KIT ROBINSON'S THE DOLCH STANZAS

I was finally able to replace my well-worn photocopy of Kit Robinson's The Dolch Stanzas with the real McCoy. You can also get it from the Whale Cloth Press website at: http://www.whalecloth.org/ or in Kit's new selected, The Messianic Trees. It was published by Barrett Watten's This Press and printed at the West Coast Print Center in 1976 in an edition of 300 copies. 

At a glace, I thought it was typeset in Gill Sans because Watten used that typeface for Alan Davies's Name (I once ran into Alan at The Strand when I was reading Robert Speaight's The Life of Eric Gill and he told me that he had actually read the same book at Watten's recommendation).
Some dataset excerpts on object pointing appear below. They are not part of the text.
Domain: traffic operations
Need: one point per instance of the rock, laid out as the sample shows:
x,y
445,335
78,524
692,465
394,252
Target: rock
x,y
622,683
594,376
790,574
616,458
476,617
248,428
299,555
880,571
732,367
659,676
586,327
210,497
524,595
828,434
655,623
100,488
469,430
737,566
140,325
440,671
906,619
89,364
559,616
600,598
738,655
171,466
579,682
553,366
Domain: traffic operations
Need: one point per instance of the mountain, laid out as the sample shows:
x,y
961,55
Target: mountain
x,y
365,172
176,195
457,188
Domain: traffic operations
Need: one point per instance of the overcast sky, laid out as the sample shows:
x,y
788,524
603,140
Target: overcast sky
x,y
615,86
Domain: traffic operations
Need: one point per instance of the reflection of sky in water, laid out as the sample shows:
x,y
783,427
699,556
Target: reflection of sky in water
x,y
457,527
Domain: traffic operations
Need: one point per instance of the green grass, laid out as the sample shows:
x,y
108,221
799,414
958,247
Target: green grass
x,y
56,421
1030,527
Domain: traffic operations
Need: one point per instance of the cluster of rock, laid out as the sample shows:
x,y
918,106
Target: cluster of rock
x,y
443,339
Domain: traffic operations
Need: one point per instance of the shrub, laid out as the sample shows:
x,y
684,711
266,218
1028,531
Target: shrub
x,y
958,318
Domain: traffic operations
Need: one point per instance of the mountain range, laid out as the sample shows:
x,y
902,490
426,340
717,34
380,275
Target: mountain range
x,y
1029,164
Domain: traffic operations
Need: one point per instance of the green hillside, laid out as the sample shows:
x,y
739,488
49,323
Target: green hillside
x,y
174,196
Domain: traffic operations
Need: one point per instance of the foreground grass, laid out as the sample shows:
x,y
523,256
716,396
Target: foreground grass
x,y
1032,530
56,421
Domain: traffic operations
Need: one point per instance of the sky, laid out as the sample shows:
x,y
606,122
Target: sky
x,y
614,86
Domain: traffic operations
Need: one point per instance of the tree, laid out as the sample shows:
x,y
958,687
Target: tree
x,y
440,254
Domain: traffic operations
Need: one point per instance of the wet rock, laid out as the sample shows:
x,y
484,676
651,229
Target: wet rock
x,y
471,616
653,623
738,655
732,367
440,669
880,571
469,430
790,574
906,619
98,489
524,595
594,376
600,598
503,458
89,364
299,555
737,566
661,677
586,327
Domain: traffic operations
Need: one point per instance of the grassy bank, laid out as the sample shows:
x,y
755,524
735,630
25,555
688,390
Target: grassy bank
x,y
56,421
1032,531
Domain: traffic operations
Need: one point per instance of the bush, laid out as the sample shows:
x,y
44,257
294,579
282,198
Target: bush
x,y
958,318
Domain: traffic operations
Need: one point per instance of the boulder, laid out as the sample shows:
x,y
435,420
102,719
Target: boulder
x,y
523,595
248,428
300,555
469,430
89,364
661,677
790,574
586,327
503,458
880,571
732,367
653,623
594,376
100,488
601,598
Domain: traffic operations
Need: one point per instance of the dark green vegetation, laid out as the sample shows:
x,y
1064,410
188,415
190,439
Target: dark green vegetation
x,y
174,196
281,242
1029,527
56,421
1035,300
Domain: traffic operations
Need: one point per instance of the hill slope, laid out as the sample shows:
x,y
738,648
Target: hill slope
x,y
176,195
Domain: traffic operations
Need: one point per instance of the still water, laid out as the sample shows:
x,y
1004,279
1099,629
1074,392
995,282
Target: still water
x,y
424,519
Gill Sans is a humanist face designed in 1926. The strokes are almost equal. Another definitive characteristic is the capital M (beautifully displayed on the cover of NAME) which is based on the proportions of a square with the middle strokes meeting at the center.  Hermann Zapf's Optima came along about 25 years later. Also humanist, the strokes swell slightly and are of variant weights--at times they almost defy their 'sans status' as if the serifs were about to blossom. This illusion may have something to do with my affinity for Zapf's Palatino which Optima resembles in many ways--especially the caps.